Arkadaşları ve yakın adamları etrafında toplanıp hem savaşıyor, hem de O'nu koruyorlardı. Humeyd b. Kahtabe adamlarına: "Şu topluluğa saldırın ve dağıtın. Niçin bir araya toplandıklarını öğrenin." dedi. Oraya saldırıp İbrahim'in etrafındaki topluluğu dağıttılar, başını kesip İsa'ya getirdiler. Kesik başını İbn Ebi'l-Kiram el-Ca'feri'ye gösterdi, O da: "Evet, O'nun başı." dedi. İsa yere indi, secde etti ve kelleyi Mansur'a gönderdi.

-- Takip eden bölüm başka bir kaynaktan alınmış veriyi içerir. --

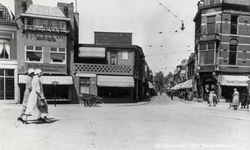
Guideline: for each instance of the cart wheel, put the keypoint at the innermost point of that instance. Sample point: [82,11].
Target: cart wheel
[85,103]
[92,101]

İbrahim 145 yılı Zilkade ayının yirmi beşinci pazartesi günü öldü.

 

Öldüğünde kırk sekiz yaşındaydı. Ayaklanmasından ölümüne kadar iki ay yirmi beş gün geçmişti.

 

Başka bir rivayete göre bozguna uğramasının sebebi şuydu: Mansur'un ordusu yenilip İbrahim'in ordusu onları takip etmeye başlayınca birisi: "Geri döneni takip etmeyiniz." diye bağırmıştı, bunun üzerine geri döndüler. Mansur'un ordusu onların geri çekildiğini görünce yenilgiden geri döndüklerini zannettiler ve dönüp İbrahim'in ordusunun peşine düştüler. İşte bu İbrahim'in ordusunun yenilmesine yol açtı.

 

Mansur'a önce ordusunun yenildiği şeklinde haber geldi, bunun üzerine Rey'e gitmeye karar verdi, daha sonra da müneccim Nevbaht gelerek zafer haberini getirdi. Önce bu habere inanmadı, daha sonra İbrahim'in öldüğü haberi gelince şu beyti temsil getirdi:

''Asasını bıraktı, maksadı gerçekleşti; yolcunun gözleri geri dönmekten dolayı aydın oldu.''

 

Mansur Müneccim Nevbaht'a Huceyze Nehri civarında iki bin cerib arazi bağışladı.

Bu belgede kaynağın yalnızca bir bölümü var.